Forum Moderators: martinibuster
Some company in my industry issued a highly technical and comprehensive report. I want to take that report, digest it, put the information in tables, and create a user-friendly widget where the user will just make a couple of selections, click find, and see a number. I think this would be a very useful widget that other webmasters will want to embed.
The thing is, I never used widgets and I know nothing about them. So, I would really appreciate some help.
Here are some questions that a newbie like me would find really useful:
* How much will it cost to develop a widget like this?
* Can I get anchor text links when somebody embeds my widget?
* Will the widget funnel PageRank?
Thanks,
First, I conducted a small test: I looked at Digg's web widget and saw anchor text "Powered by Digg's Users" So I typed this into the search engine and the first page that was returned was the same page that this anchor text is linking to.

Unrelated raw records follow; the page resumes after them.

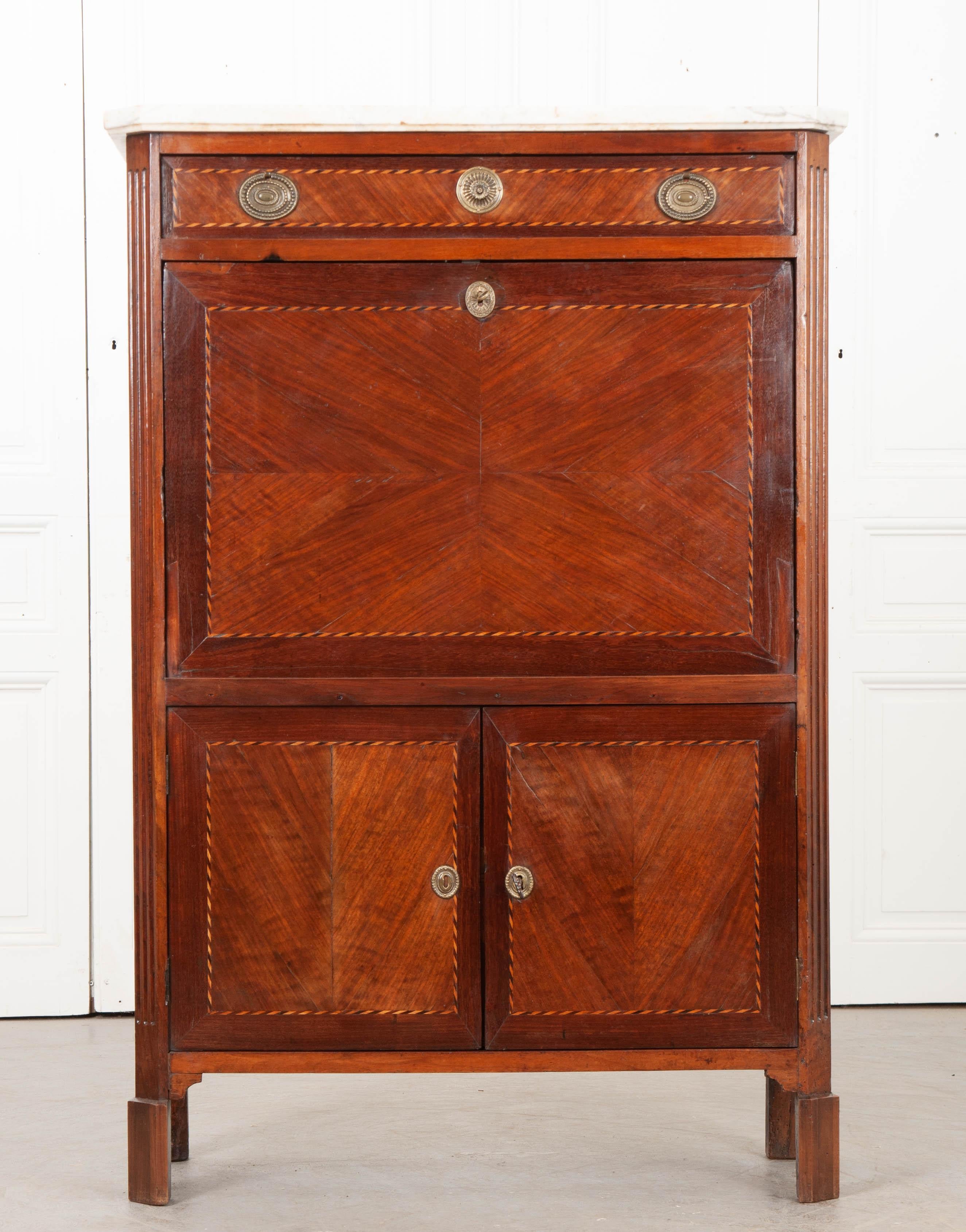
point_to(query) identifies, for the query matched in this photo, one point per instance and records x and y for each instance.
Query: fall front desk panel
(303, 842)
(361, 479)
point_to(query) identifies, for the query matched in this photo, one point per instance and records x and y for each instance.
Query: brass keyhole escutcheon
(481, 300)
(445, 881)
(519, 882)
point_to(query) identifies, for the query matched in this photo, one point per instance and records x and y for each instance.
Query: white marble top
(160, 119)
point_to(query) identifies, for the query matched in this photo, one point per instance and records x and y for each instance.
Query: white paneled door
(897, 503)
(43, 523)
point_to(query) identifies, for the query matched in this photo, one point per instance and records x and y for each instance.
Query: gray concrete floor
(488, 1152)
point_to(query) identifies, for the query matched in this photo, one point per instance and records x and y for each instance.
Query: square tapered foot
(179, 1129)
(779, 1122)
(817, 1134)
(150, 1151)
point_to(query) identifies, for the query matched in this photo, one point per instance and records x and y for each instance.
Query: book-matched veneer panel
(302, 847)
(365, 480)
(662, 846)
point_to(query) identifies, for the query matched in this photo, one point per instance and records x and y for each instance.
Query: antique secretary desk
(480, 613)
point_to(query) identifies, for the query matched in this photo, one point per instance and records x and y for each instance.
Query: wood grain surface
(778, 1063)
(418, 195)
(303, 844)
(365, 477)
(661, 844)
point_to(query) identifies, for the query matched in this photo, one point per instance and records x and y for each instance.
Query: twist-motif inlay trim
(634, 1013)
(396, 308)
(178, 222)
(328, 1013)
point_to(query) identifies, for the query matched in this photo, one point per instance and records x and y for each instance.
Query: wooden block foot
(179, 1129)
(150, 1151)
(817, 1132)
(779, 1122)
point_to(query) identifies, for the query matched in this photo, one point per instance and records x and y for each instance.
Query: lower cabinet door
(641, 876)
(303, 907)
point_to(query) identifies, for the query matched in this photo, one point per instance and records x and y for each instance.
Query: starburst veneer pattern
(631, 516)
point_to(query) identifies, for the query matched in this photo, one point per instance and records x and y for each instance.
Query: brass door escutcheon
(445, 881)
(481, 300)
(519, 882)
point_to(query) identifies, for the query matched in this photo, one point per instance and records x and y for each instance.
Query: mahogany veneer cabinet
(480, 635)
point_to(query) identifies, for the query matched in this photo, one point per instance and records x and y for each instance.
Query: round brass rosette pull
(481, 300)
(268, 196)
(519, 882)
(480, 190)
(687, 196)
(445, 881)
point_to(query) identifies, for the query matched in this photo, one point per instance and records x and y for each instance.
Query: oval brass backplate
(519, 882)
(480, 190)
(268, 195)
(445, 881)
(687, 196)
(481, 300)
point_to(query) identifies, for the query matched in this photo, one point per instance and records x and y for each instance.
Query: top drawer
(326, 196)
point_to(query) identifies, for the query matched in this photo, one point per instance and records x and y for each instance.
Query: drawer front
(364, 479)
(752, 194)
(660, 843)
(302, 854)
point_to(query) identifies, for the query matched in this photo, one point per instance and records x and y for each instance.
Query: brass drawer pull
(445, 881)
(687, 196)
(480, 190)
(519, 882)
(268, 195)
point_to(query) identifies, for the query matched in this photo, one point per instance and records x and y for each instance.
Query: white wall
(899, 450)
(897, 503)
(43, 524)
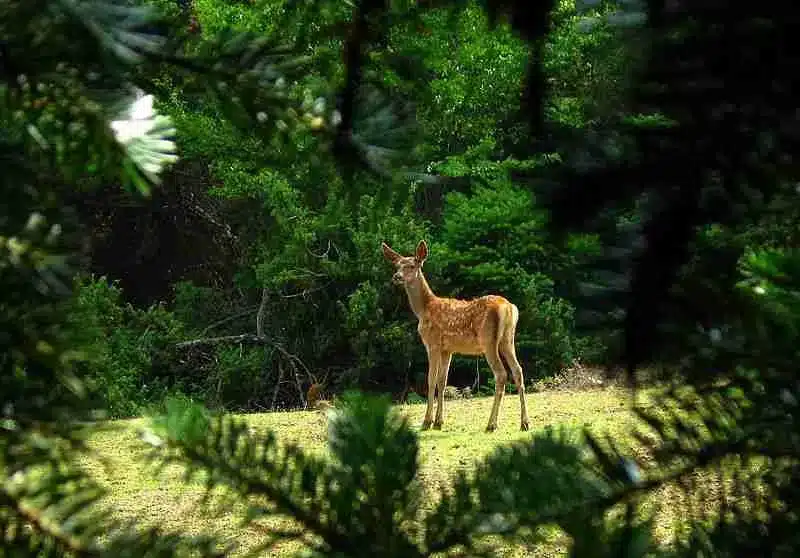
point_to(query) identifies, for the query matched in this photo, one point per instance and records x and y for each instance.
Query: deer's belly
(462, 345)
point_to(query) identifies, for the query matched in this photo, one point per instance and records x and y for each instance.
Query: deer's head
(407, 268)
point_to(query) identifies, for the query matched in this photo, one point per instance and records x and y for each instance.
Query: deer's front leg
(441, 382)
(433, 368)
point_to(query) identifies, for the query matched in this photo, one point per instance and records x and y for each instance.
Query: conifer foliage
(74, 110)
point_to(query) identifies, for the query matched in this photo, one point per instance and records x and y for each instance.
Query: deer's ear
(422, 251)
(389, 254)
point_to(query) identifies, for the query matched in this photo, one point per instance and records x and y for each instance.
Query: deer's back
(461, 326)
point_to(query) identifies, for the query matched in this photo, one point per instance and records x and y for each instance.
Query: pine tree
(75, 112)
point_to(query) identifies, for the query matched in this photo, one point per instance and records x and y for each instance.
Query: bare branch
(262, 310)
(224, 321)
(242, 338)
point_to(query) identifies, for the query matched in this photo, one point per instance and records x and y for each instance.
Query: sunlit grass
(167, 501)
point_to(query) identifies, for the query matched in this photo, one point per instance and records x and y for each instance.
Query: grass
(167, 501)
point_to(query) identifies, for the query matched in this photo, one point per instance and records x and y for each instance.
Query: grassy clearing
(167, 501)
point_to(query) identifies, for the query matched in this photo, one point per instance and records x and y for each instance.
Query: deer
(481, 326)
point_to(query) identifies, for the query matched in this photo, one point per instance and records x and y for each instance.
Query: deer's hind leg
(510, 356)
(434, 359)
(441, 383)
(491, 344)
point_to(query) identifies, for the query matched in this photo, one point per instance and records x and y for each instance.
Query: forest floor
(136, 491)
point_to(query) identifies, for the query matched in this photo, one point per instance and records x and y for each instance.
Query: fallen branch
(241, 338)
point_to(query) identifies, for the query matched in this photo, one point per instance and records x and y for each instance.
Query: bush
(122, 345)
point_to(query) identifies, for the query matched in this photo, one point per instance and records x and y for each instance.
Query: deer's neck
(419, 295)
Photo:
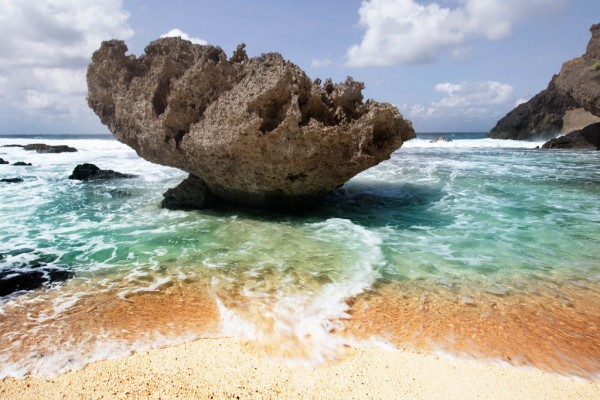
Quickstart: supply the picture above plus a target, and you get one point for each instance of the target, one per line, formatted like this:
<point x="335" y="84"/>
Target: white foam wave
<point x="472" y="143"/>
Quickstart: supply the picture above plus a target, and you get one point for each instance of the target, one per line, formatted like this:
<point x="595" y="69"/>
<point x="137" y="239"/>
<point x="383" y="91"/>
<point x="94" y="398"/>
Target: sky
<point x="448" y="65"/>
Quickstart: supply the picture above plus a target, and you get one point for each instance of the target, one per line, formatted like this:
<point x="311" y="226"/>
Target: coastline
<point x="228" y="368"/>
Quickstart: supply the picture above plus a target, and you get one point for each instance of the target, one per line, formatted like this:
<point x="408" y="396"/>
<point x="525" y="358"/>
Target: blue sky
<point x="449" y="65"/>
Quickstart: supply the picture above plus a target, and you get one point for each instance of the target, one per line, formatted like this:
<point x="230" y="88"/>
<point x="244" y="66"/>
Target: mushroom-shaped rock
<point x="257" y="130"/>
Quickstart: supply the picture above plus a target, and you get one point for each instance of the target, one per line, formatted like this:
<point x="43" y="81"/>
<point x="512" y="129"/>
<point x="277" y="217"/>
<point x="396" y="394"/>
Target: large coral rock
<point x="571" y="101"/>
<point x="539" y="118"/>
<point x="256" y="131"/>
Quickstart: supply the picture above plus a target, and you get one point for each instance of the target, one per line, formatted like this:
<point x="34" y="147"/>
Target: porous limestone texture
<point x="571" y="101"/>
<point x="580" y="77"/>
<point x="257" y="130"/>
<point x="577" y="119"/>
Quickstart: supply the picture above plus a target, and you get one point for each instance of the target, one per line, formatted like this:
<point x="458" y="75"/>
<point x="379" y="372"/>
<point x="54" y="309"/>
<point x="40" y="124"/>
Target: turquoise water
<point x="500" y="216"/>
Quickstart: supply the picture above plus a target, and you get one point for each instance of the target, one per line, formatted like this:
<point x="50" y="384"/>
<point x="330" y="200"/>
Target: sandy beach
<point x="228" y="369"/>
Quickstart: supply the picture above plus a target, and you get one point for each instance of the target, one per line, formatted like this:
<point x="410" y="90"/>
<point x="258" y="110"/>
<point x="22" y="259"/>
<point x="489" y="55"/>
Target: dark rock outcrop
<point x="539" y="118"/>
<point x="90" y="172"/>
<point x="256" y="131"/>
<point x="11" y="180"/>
<point x="45" y="148"/>
<point x="31" y="277"/>
<point x="440" y="139"/>
<point x="191" y="194"/>
<point x="587" y="138"/>
<point x="576" y="87"/>
<point x="580" y="77"/>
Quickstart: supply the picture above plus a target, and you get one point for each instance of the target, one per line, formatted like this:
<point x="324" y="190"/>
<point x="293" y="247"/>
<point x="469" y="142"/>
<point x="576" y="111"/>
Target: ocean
<point x="480" y="248"/>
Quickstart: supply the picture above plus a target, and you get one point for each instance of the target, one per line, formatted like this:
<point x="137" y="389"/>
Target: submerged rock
<point x="571" y="101"/>
<point x="255" y="131"/>
<point x="89" y="172"/>
<point x="540" y="117"/>
<point x="587" y="138"/>
<point x="191" y="194"/>
<point x="45" y="148"/>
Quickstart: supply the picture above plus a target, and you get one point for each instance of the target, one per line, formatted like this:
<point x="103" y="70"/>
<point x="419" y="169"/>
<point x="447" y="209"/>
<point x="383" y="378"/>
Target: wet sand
<point x="453" y="343"/>
<point x="227" y="369"/>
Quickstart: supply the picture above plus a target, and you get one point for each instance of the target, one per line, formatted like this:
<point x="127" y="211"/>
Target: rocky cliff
<point x="256" y="131"/>
<point x="540" y="117"/>
<point x="570" y="102"/>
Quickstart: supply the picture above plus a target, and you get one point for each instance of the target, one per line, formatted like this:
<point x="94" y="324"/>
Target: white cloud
<point x="315" y="63"/>
<point x="179" y="33"/>
<point x="467" y="99"/>
<point x="521" y="100"/>
<point x="408" y="31"/>
<point x="45" y="47"/>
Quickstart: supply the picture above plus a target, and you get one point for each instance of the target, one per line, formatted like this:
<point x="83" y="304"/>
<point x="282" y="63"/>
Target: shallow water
<point x="456" y="246"/>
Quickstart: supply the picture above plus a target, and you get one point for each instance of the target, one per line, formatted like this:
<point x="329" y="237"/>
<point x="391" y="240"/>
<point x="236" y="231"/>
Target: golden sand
<point x="225" y="369"/>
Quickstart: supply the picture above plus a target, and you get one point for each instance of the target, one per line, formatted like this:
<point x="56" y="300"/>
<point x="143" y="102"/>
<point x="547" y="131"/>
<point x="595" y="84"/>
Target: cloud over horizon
<point x="467" y="100"/>
<point x="413" y="32"/>
<point x="45" y="47"/>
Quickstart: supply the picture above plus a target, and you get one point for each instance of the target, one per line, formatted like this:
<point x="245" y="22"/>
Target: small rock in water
<point x="587" y="138"/>
<point x="468" y="300"/>
<point x="11" y="180"/>
<point x="497" y="289"/>
<point x="89" y="172"/>
<point x="191" y="194"/>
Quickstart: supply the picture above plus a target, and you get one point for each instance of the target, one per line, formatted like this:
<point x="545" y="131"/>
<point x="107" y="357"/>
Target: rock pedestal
<point x="255" y="131"/>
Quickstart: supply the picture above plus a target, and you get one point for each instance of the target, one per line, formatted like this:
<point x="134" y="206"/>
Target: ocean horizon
<point x="472" y="247"/>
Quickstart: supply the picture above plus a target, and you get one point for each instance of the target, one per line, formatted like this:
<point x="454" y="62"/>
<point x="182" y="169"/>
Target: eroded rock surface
<point x="587" y="138"/>
<point x="560" y="107"/>
<point x="256" y="131"/>
<point x="580" y="77"/>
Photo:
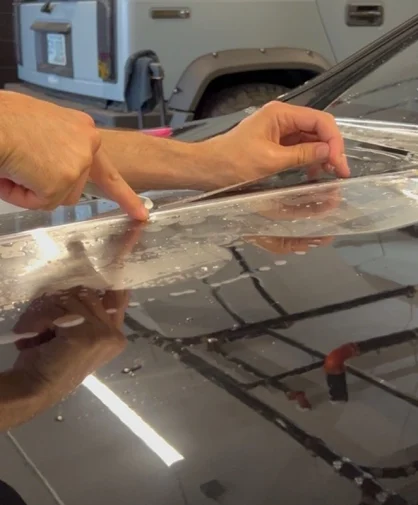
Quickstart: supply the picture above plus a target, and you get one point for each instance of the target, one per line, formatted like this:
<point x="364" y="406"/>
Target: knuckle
<point x="95" y="140"/>
<point x="86" y="119"/>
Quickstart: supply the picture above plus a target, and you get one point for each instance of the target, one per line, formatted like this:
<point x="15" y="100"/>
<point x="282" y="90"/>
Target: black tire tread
<point x="239" y="97"/>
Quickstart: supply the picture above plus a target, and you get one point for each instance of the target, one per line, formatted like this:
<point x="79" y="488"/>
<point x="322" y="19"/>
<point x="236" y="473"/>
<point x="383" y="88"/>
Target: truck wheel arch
<point x="205" y="69"/>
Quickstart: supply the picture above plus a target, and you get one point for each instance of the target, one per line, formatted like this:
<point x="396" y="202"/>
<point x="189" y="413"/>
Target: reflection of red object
<point x="30" y="343"/>
<point x="300" y="398"/>
<point x="335" y="361"/>
<point x="159" y="132"/>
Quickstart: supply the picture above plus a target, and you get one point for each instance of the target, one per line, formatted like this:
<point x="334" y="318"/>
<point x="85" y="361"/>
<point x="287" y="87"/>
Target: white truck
<point x="130" y="63"/>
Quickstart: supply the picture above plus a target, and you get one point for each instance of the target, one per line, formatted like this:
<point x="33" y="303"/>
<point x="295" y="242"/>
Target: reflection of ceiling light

Now I have a proof that anchor text in widgets helps...I'm not very technical so I suspected that my test could be flawed, so...
I researched this topic a little more and found this: [seomoz.org...] which confirmed that they work. But It also mentions some websites that were penalized for spamming this technique, but I'm not gonna spam it. My widget is gonna be relevant to my topic and the anchor text definitely gonna be relevant to what I talk about in my website.
So, is this the most powerful and easiest way to get lots of links with great anchor text? To me, so far, it seems that it is! But why does the search engine value this anchor text? The Javascript file that produces this anchor text is hosted on the same domain that is being linked to in the widget. Shouldn't this fact alone devalue this anchor text?